Malgré les efforts d’un Martin Luther King dans les années 1960, la question raciale n’est pas réglée dans ce pays.

 Trois policiers tués ce dimanche à Bâton-Rouge en Louisiane. Au moment d’écrire ces lignes, les circonstances exactes ne sont pas encore connues. Mais les tensions entre Afro-Américains et les forces de l’ordre aux États-Unis ont franchi une étape avec l’assassinat de cinq policiers blancs à Dallas par un franc-tireur noir américain, ancien combattant de la guerre en Afghanistan, voulant se venger des exactions faites aux membres de sa communauté. Malgré les efforts d’un Martin Luther King dans les années 1960, la question raciale n’est pas réglée dans ce pays. Forte de ce constat, la communauté noire s’appuie sur l’existence de nombreuses associations chargées de défendre sa cause. Parmi celles-ci, on peut distinguer Democracy Alliance.

Fondé en 2005 par Rob Stein, dont les activités multiples se sont manifestées en particulier en tant que chef de cabinet du bureau de l’administration Clinton/Gore de 1992 à 1993, cet institut promeut les idées progressistes dans les domaines politiques et éthiques en soutenant de nombreuses associations, dont Black Lives Matter (BLM, « Les vies noires comptent »), créée en 2013. Parmi les nombreux donateurs, on relève le nom de George Soros (ainsi que celui de son fils, Jonathan), milliardaire à l’origine de la création de l’Open Society Foundation promouvant les idées les plus libérales (politique, mœurs, droits des minorités, etc.) dans le cadre d’un monde sans frontières.

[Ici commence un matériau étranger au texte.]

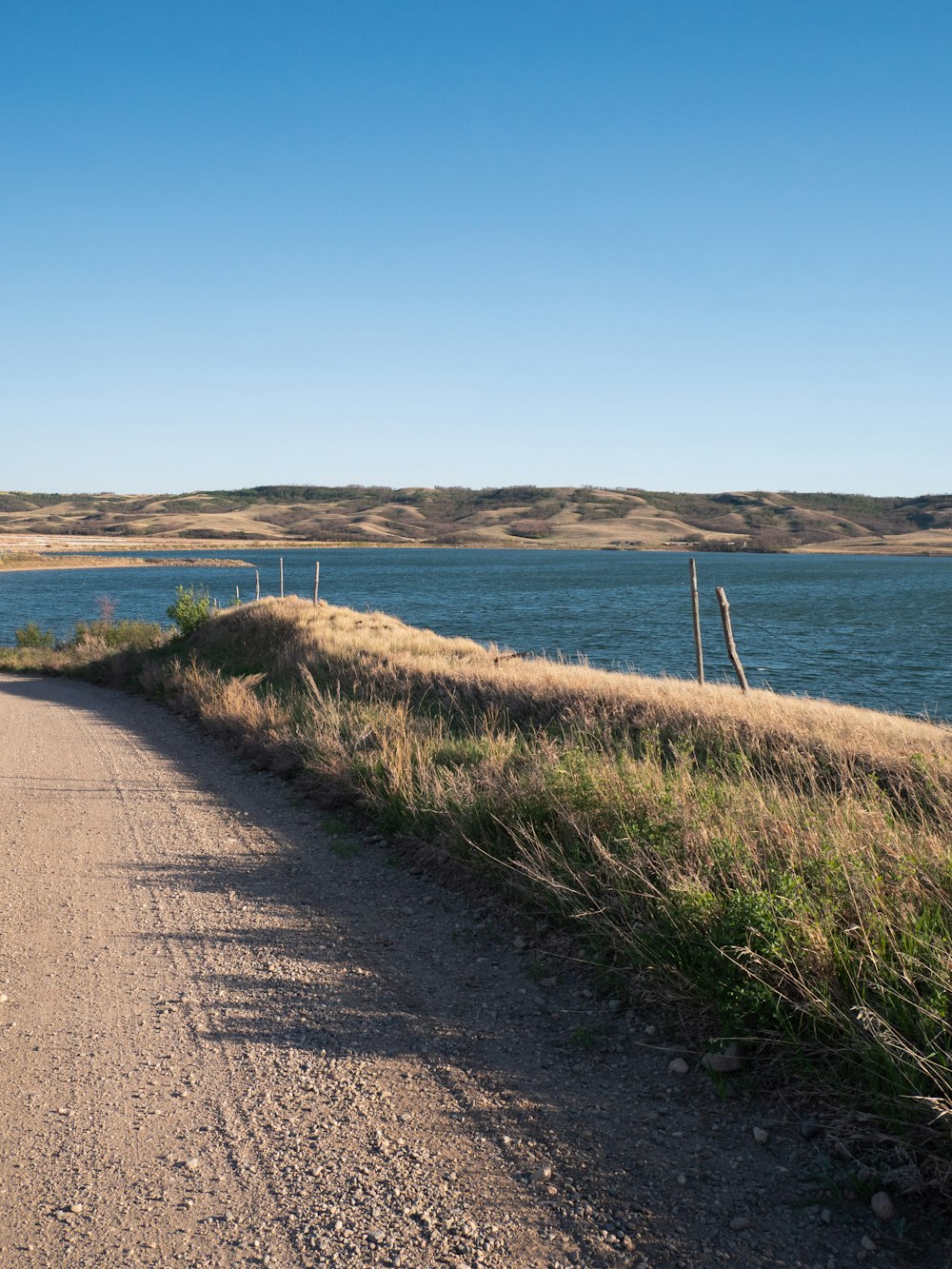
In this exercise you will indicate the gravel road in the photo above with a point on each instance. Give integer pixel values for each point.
(232, 1033)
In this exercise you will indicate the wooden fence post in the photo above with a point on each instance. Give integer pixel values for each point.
(696, 612)
(729, 639)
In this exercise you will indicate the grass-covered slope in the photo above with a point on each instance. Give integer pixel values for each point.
(783, 863)
(513, 515)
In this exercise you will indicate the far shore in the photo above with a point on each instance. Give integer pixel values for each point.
(52, 552)
(25, 563)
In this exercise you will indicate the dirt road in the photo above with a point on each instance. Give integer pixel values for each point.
(232, 1033)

L’action de ce « philanthrope » s’est traduite, entre autres, par une donation de 33 millions de dollars à différents groupes activistes noirs après le meurtre de l’un des leurs par un policier blanc à Ferguson, comme le révèle le Washington Times (14/1/2015).

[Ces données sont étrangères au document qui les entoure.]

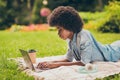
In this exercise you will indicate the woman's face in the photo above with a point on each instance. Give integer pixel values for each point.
(64, 34)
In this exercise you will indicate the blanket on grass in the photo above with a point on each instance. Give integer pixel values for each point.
(104, 69)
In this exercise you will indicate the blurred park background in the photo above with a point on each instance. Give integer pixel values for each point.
(23, 25)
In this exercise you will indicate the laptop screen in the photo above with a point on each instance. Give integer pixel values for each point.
(27, 59)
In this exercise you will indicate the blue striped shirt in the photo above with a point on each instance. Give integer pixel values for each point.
(83, 47)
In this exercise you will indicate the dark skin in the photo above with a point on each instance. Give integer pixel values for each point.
(64, 34)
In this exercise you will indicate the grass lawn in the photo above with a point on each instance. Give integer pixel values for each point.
(47, 43)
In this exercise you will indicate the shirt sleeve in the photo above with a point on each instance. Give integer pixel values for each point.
(86, 52)
(69, 55)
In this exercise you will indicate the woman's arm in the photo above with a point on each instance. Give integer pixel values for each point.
(57, 64)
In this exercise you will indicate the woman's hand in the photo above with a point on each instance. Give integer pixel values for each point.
(45, 65)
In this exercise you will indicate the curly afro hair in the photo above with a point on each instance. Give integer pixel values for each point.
(66, 17)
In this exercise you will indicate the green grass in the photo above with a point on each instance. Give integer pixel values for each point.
(47, 43)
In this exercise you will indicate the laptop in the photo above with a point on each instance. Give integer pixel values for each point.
(28, 61)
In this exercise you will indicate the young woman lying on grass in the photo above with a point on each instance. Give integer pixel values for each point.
(82, 45)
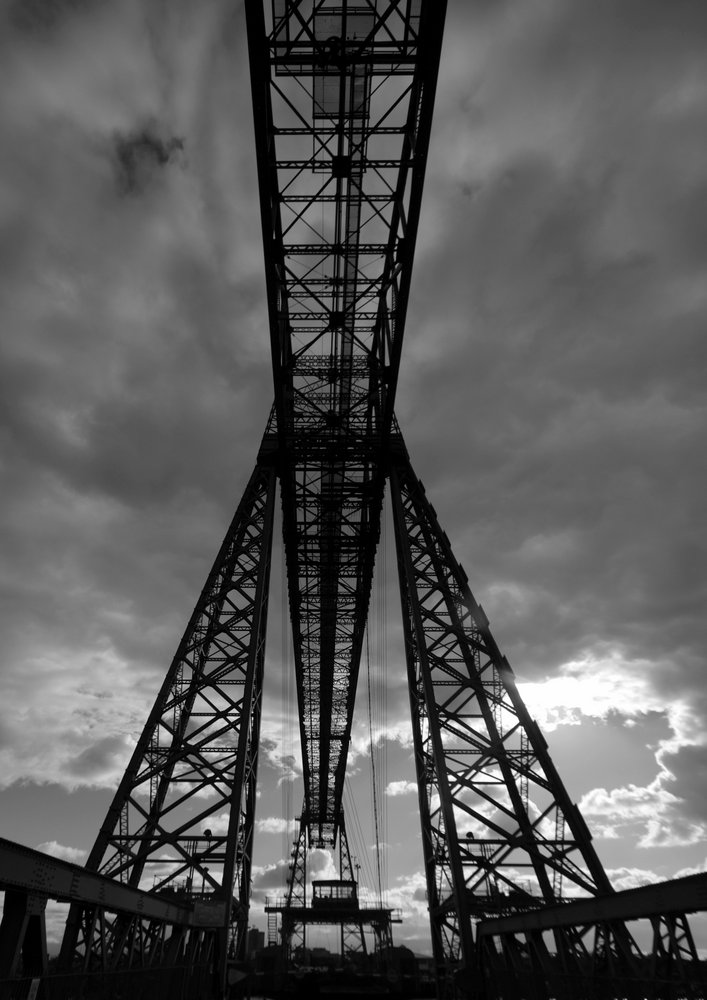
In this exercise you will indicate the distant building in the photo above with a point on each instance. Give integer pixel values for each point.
(255, 941)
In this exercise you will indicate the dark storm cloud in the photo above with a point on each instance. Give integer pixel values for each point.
(139, 154)
(41, 16)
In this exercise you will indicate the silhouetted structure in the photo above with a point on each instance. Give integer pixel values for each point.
(343, 98)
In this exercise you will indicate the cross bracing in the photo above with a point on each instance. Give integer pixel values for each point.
(343, 100)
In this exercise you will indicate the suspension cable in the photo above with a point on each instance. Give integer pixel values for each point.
(373, 774)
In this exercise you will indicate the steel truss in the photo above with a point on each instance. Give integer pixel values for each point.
(343, 96)
(181, 821)
(500, 834)
(297, 912)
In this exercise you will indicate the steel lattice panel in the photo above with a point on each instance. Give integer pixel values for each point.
(343, 101)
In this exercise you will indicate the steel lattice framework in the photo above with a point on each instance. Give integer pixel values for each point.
(343, 97)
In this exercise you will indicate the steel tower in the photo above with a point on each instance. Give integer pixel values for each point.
(343, 99)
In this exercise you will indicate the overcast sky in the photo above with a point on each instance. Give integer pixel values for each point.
(552, 396)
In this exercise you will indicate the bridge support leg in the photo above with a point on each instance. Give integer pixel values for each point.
(23, 936)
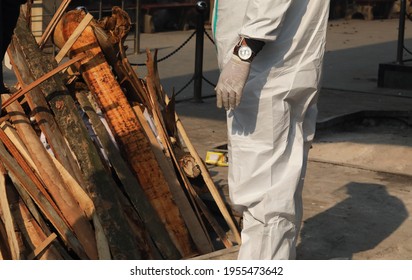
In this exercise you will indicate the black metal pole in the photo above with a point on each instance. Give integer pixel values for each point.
(201, 7)
(401, 32)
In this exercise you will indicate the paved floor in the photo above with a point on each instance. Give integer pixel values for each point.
(357, 196)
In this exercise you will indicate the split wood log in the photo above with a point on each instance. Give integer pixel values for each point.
(131, 185)
(9, 223)
(208, 180)
(100, 185)
(34, 187)
(5, 253)
(126, 128)
(176, 150)
(32, 233)
(52, 24)
(199, 231)
(54, 182)
(43, 116)
(37, 218)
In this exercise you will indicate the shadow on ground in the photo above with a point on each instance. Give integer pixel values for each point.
(360, 222)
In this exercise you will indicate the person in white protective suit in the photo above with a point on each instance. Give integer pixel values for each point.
(270, 53)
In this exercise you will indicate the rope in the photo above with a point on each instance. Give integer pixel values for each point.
(171, 54)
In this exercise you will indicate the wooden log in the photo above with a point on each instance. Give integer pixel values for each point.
(131, 185)
(44, 117)
(196, 225)
(208, 180)
(27, 179)
(126, 128)
(75, 35)
(37, 218)
(12, 239)
(32, 233)
(5, 253)
(52, 24)
(99, 184)
(53, 181)
(176, 150)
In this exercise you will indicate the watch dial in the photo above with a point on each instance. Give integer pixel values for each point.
(245, 52)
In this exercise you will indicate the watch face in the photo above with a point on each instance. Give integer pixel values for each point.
(245, 52)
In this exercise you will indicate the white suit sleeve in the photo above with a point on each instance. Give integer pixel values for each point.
(263, 18)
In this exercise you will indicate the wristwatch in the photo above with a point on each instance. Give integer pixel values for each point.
(243, 51)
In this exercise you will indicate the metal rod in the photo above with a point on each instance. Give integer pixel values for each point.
(200, 30)
(401, 32)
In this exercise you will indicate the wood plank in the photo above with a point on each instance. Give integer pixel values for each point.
(209, 182)
(42, 246)
(127, 130)
(52, 24)
(53, 181)
(37, 192)
(131, 185)
(40, 80)
(8, 220)
(43, 115)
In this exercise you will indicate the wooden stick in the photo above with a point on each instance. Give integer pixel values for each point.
(9, 221)
(208, 180)
(42, 246)
(72, 39)
(36, 190)
(43, 115)
(131, 185)
(56, 17)
(26, 89)
(54, 182)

Cet engagement se poursuit avec l’action d’un autre fils de George Soros, Alex. Ce dernier est le généreux donateur d’une association promouvant la justice sociale, les droits pour la cause LGBT ou encore la lutte contre les discriminations raciales: Bend the Arc PAC (PAC: Political Action Committee), comme le souligne la Jewish Telegraphic Agency (21 avril 2015). On peut relever aussi dans la liste des donateurs le nom de Paul Egerman. Or, celui-ci est aussi le trésorier de Democracy Alliance. Cette dernière, en liaison avec Black Lives Matter, a donné naissance à Campaign Zero, dont la figure de proue, Deray McKesson, poursuit l’objectif de concrétiser les ambitions de BLM.

Candidat malheureux à la course à l’investiture de la mairie de Baltimore au sein du parti démocrate en avril 2016 – il n’a fait que 2 % -, cet activiste a été dans l’obligation, comme tous les autres candidats, de publier son adresse (mais aussi date de naissance, courriel, etc.) sur le registre officiel d’enregistrement de sa candidature: 1104 Bryn Mawr Rd, Baltimore, MD 21210. Il est intéressant de constater que Deray McKesson a vécu, pendant cette campagne électorale, dans une maison cossue de Baltimore (Maryland) appartenant au couple James et Robin Wood. Le cadastre indiquant l’adresse de ce couple est exactement celle de Deray McKesson . Ces liens ne sont pas innocents car l’épouse, Robin Wood, est membre du conseil consultatif de l’Open Society Institute de Baltimore.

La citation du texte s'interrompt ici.